On Sat, Jul 19, 2008 at 7:13 AM, Pauli Virtanen <pav@iki.fi> wrote:
Hi all,

Re: Ticket 854.

I wrote tests for the branch cuts for all complex arc* functions
in umathmodule. It turns out that all except arccosh were OK.
The formula for arcsinh was written in a non-standard form with
an unnecessary nc_neg, but this didn't affect the results.
I also wrote tests for checking values of the functions at infs and nans.

A patch for all of this is attached, with all currently non-passing
tests marked as skipped. I'd like to commit this if there are no objections.

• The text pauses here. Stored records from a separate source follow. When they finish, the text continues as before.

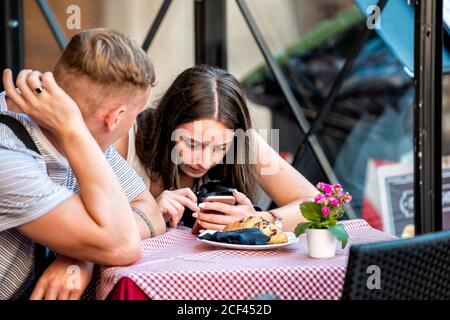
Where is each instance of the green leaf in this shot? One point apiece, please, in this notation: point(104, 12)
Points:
point(339, 232)
point(311, 211)
point(301, 228)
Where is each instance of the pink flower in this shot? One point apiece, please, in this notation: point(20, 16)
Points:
point(334, 202)
point(325, 211)
point(327, 188)
point(337, 186)
point(319, 186)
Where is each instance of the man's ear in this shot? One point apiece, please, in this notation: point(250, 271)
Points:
point(113, 117)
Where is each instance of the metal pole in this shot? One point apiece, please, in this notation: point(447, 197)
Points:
point(337, 84)
point(11, 36)
point(428, 116)
point(211, 33)
point(156, 24)
point(53, 23)
point(289, 96)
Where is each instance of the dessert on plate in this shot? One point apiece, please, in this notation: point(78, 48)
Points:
point(268, 228)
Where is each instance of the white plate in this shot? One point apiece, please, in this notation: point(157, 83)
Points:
point(291, 240)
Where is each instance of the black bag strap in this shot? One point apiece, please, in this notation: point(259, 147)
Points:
point(40, 256)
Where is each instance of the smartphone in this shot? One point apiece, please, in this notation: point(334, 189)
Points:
point(223, 199)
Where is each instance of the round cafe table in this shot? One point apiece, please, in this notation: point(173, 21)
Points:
point(177, 266)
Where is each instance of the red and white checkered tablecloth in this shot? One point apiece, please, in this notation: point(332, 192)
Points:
point(177, 266)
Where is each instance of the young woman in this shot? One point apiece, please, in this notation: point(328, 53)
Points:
point(201, 130)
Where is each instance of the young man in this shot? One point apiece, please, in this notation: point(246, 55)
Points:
point(76, 196)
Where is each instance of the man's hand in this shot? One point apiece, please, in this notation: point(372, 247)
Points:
point(51, 107)
point(64, 279)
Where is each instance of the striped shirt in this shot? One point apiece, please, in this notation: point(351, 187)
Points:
point(31, 185)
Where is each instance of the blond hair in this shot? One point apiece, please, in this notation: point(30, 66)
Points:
point(107, 56)
point(99, 65)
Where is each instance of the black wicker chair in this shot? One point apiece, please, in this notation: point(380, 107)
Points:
point(415, 268)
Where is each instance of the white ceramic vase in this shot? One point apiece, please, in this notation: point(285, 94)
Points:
point(321, 243)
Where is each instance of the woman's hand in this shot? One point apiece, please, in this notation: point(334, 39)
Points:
point(42, 99)
point(64, 279)
point(217, 215)
point(173, 202)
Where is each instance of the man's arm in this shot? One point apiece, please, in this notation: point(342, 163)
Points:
point(146, 204)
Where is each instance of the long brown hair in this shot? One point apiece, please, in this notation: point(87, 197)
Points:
point(201, 92)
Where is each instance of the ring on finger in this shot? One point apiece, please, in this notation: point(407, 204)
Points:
point(39, 90)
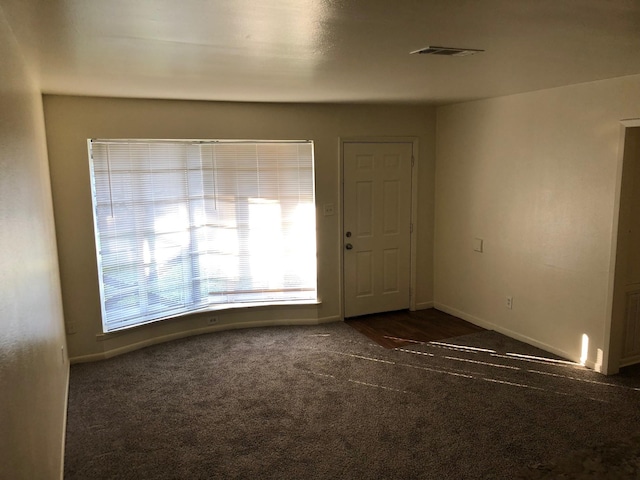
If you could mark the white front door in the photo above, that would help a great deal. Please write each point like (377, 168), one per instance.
(377, 226)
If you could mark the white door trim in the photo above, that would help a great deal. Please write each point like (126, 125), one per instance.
(414, 211)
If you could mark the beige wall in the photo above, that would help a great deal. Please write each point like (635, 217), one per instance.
(534, 175)
(72, 120)
(33, 368)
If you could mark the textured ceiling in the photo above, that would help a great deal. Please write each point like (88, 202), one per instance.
(322, 50)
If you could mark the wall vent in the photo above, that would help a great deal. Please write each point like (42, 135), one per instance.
(447, 51)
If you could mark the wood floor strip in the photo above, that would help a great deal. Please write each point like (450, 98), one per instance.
(402, 328)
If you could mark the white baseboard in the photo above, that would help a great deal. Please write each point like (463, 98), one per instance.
(510, 333)
(625, 362)
(424, 305)
(198, 331)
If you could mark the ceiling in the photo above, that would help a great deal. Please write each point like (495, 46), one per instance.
(322, 50)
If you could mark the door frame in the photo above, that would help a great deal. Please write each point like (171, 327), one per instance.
(414, 212)
(608, 362)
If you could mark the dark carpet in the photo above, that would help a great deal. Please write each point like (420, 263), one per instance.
(326, 402)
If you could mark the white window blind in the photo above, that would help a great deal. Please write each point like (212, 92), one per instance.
(185, 225)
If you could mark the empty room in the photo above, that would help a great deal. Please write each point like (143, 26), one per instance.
(332, 239)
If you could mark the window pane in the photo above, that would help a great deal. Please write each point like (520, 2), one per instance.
(181, 225)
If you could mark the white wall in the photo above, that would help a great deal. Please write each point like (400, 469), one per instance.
(33, 368)
(535, 176)
(72, 120)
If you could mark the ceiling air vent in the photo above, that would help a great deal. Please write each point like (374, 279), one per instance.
(447, 51)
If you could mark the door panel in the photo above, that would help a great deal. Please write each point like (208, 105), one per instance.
(377, 216)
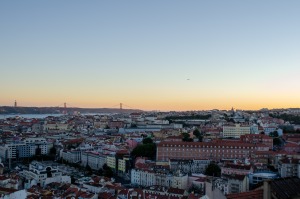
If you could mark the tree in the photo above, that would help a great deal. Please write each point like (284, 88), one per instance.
(147, 141)
(213, 170)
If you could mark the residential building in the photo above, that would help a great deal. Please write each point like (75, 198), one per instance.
(189, 166)
(235, 131)
(212, 150)
(43, 173)
(289, 167)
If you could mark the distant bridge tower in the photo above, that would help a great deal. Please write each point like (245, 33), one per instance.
(121, 107)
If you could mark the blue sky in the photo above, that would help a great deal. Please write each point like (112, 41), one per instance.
(99, 53)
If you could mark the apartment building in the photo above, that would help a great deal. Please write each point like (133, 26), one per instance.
(212, 150)
(289, 167)
(189, 166)
(151, 177)
(43, 173)
(92, 158)
(258, 138)
(235, 131)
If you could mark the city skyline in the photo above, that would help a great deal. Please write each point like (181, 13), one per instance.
(169, 55)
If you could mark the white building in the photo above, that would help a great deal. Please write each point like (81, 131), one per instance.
(43, 173)
(72, 156)
(92, 158)
(151, 177)
(236, 130)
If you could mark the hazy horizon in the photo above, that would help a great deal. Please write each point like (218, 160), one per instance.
(151, 55)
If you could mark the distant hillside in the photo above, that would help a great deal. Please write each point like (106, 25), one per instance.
(55, 110)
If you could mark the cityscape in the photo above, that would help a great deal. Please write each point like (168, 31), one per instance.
(149, 99)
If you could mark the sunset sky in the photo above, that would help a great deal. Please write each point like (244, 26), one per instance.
(151, 55)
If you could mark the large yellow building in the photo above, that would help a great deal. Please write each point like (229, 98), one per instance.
(235, 131)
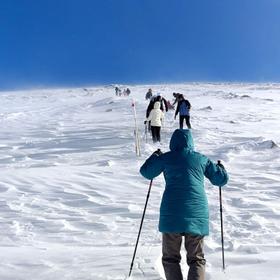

Another thing I noticed is that the present implementations of
the complex functions are naive, so they over- and underflow earlier
than necessary:

>>> np.arcsinh(1e8)
19.113827924512311
>>> np.arcsinh(1e8 + 0j)
(inf-0j)
>>> np.arcsinh(-1e8 + 0j)
(-19.113827924512311-0j)

This particular thing in arcsinh occurs because of loss of precision
in intermediate stages. (In the version in my patch this loss of precision
is still present.)

It would be nice to polish these up. BTW, are there obstacles to using
the C99 complex functions when they are available? This would avoid
quite a bit of drudgework... As an alternative, we can probably steal
better implementations from Python's recently polished cmathmodule.c

The main problem is determining when they are available and if they cover all the needed precisions. Since we will need standalone implementations on some platforms anyway, I am inclined towards stealing from cmathmodule.c if it offers improved code for some of the functions.


   ***

Then comes a descent into pedantry: Numpy complex functions are not
C99 compliant in handling of the signed zero, inf, and nan. I don't
know whether we should comply with C99, but it would be nicer to have
these handled in a controlled way rather than as a byproduct of the
implementation chosen.


Agreed.
 

1)

The branch cuts for sqrt and arc* don't respect the negative zero:

>>> a = 1 + 0j
>>> np.sqrt(-a)
1j
>>> np.sqrt(-1 + 0j)
1j

The branch cut of the logarithm however does:

>>> np.log(-a)
-3.1415926535897931j
>>> np.log(-1 + 0j)
3.1415926535897931j

All complex functions in the C99 standard respect the negative zero
in their branch cuts. Do we want to follow?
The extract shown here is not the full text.